The Chancellor started on a sombre note as he gave a detailed statement on the coronavirus and the Government’s response.

To manage temporary disruption to the economy, he pledged that the Government would:

Collectively, the fiscal stimulus package amounts to an eye-watering £32 billion.

MPs behind the dispatch box were visibly surprised by the scale of the intervention, but it did not stop there as the Chancellor moved from ‘providing security today’ to ‘planning for prosperity tomorrow’.

‘Planning for Prosperity’

Added up, the Chancellor’s forward-looking ‘prosperity’ pledges come to an additional £175 billion over five years with money allocated to transport, digital and energy infrastructure; public services; research and development and the wider enterprise environment.

Despite the sombre start, the self-assured delivery and bullish outlook in the face of an unprecedented global event looked like an early pitch for higher office.

The Chancellor said that while the commitments in Budget 2020 have remained within the limits of the existing fiscal rules, the framework would be reviewed – suggesting that a relaxation on borrowing could follow in the autumn in the face of low interest rates.

The Green Book, which sets the criteria by which infrastructure projects are judged, will also be reviewed – tying in with the Government’s commitment to shift investment out of the South East and towards the regions.

More Fiscal Events this Year

The Budget also launched a consultation on the Comprehensive Spending Review (CSR), which will close in July.

The exact timing of the CSR, which will set out detailed spending plans for public services and investment, will be confirmed by the Government once it has a clearer understanding of the coronavirus’ economic impact.

Collectively the Budget amounts to some very big spending commitments but with little detail on exactly when, where and how large chunks of the money will be spent.

What happens next

Four days of debate will now follow as MPs get to grips with the detail of Budget 2020, before the Finance Bill, which enacts the proposals for taxation, is tabled in Parliament.

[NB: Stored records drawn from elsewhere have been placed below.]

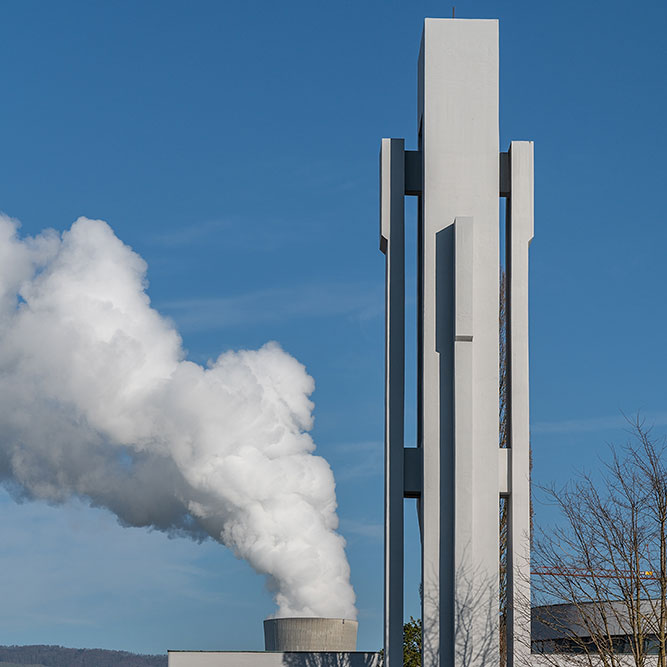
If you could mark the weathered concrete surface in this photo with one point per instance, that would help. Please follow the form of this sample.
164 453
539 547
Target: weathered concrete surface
260 659
310 634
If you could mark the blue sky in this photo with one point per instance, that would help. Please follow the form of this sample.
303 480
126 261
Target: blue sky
234 146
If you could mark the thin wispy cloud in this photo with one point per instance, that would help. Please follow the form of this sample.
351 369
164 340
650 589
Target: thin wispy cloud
357 460
278 304
367 529
594 424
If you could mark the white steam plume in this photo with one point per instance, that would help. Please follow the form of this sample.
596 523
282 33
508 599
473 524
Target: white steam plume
97 401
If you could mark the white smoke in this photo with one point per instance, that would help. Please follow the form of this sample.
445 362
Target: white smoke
97 401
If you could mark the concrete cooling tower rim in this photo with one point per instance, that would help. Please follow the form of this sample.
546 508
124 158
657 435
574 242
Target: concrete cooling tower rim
310 634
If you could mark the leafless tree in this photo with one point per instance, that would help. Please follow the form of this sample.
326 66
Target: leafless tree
603 570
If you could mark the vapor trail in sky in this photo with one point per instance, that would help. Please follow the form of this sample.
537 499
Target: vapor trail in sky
98 401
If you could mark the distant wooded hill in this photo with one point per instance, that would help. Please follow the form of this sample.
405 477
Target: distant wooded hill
59 656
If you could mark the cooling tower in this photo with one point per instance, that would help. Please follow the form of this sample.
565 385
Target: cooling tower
310 634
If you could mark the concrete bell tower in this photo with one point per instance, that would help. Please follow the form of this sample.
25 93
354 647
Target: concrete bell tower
457 471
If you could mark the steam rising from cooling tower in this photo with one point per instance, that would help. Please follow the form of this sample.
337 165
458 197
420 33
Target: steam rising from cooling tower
97 401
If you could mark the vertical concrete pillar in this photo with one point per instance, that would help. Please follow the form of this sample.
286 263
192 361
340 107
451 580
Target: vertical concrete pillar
392 243
456 472
519 235
458 373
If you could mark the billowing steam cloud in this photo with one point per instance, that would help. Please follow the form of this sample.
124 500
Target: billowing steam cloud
97 401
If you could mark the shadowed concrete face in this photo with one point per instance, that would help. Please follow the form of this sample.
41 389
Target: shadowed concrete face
310 634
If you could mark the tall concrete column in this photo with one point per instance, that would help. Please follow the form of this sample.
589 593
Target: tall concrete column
456 472
458 397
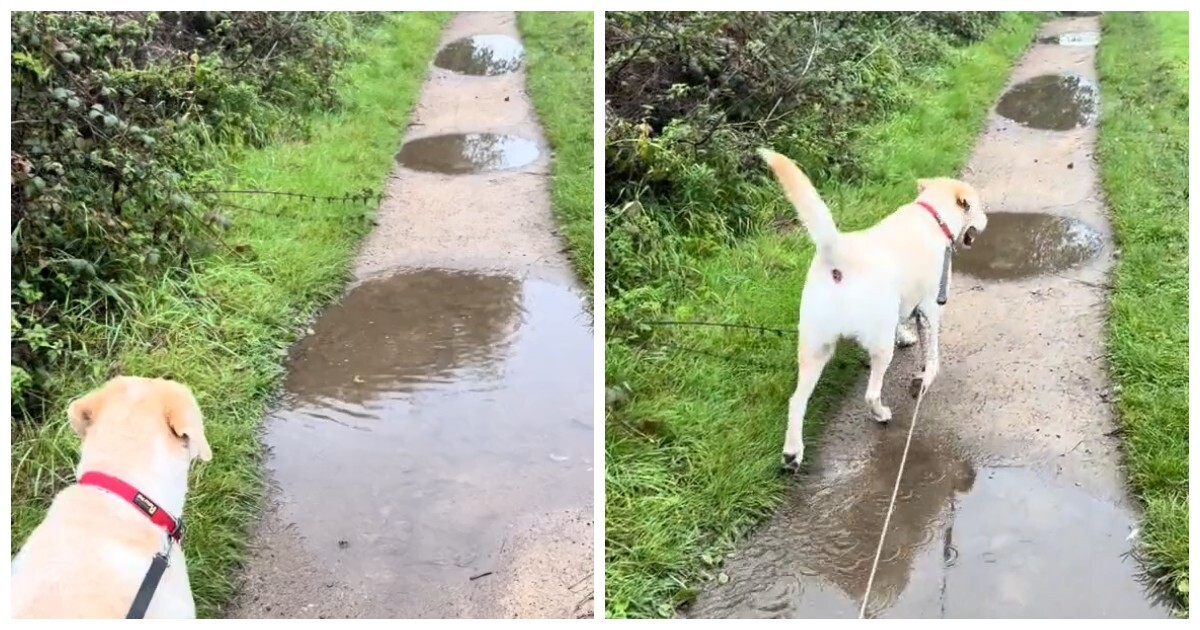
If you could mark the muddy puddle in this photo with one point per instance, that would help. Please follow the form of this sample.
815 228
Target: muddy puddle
965 541
1053 102
1072 39
1019 245
456 154
481 55
430 417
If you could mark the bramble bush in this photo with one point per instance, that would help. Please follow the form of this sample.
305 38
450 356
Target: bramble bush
115 118
690 96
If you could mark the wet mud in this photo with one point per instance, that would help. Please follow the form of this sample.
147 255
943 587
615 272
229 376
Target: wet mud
1072 39
431 453
993 541
1012 502
1053 102
1019 245
483 55
457 154
427 414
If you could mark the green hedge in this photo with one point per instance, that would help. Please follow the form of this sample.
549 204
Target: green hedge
690 96
115 118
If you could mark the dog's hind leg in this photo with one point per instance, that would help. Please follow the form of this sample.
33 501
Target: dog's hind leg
905 335
811 363
881 358
929 325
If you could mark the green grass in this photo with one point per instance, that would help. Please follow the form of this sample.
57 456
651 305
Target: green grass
223 329
558 55
693 455
1144 171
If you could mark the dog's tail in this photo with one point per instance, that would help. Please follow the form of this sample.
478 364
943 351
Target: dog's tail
811 209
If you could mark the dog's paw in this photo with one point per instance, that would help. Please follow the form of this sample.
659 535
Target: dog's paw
916 384
791 462
905 337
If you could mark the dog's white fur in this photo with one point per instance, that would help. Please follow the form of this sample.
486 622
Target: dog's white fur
888 271
88 557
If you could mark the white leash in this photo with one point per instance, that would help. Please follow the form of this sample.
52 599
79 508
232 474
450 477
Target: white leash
892 504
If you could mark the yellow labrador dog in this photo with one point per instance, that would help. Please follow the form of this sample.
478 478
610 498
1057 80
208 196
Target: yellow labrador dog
91 555
867 285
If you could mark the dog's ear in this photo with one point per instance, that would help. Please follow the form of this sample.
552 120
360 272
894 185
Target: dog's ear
83 411
184 418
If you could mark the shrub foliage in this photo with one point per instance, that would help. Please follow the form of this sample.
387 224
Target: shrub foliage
115 118
690 96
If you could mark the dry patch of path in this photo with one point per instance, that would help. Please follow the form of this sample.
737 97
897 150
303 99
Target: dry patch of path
432 450
1012 502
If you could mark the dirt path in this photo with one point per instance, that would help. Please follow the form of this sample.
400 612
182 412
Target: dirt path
1012 503
431 454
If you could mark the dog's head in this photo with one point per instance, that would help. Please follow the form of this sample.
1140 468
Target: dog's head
142 414
965 198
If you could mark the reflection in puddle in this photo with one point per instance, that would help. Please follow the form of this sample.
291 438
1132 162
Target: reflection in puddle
961 544
815 557
1072 39
484 55
1019 245
1054 102
441 408
457 154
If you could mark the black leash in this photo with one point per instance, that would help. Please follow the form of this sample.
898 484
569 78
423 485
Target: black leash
150 583
777 331
943 286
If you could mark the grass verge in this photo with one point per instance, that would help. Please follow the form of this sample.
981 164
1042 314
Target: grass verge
1144 171
558 54
693 454
225 328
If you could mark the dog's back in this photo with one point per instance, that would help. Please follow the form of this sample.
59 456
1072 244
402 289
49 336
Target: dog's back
87 561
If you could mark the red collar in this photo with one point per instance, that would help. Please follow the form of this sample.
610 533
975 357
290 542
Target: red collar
937 217
174 527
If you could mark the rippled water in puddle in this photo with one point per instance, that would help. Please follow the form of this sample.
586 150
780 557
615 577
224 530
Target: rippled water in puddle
1054 102
456 154
427 414
484 55
964 543
1072 39
1019 245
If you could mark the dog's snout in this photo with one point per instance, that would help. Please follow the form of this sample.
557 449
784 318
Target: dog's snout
970 235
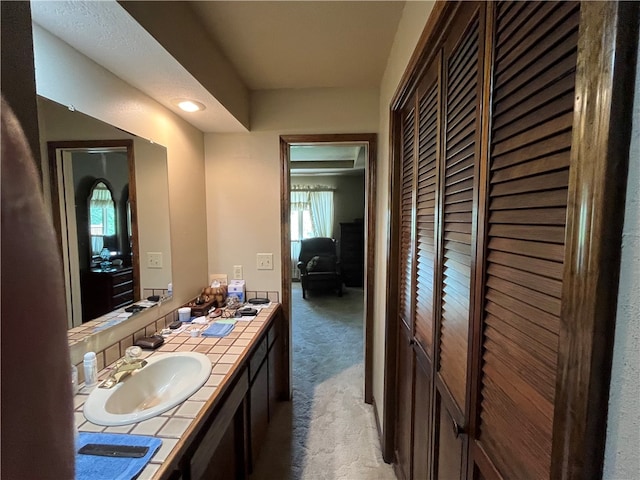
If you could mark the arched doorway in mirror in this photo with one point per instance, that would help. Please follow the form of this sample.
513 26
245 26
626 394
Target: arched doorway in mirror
93 188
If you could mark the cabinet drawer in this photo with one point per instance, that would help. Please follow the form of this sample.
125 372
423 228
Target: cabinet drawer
122 300
122 288
122 277
257 358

The Budget will also be scrutinised by the Treasury Select Committee, with expert witnesses providing evidence to committee members.

With a majority of 80, we can expect the debates and Bill to pass without too much drama, but as the ‘omnishambles’ in 2012 showed a second round of scrutiny can throw-up unexpected surprises for the Government.

Looking further ahead, the Chancellor knows that his first Budget will be like no other and further tests sit on the horizon – the CSR later this year which will see an inevitable bun fight ensue as departments square up for longer-term funding allocations, and the Autumn Budget just a few weeks before we’re due to leave the EU for good.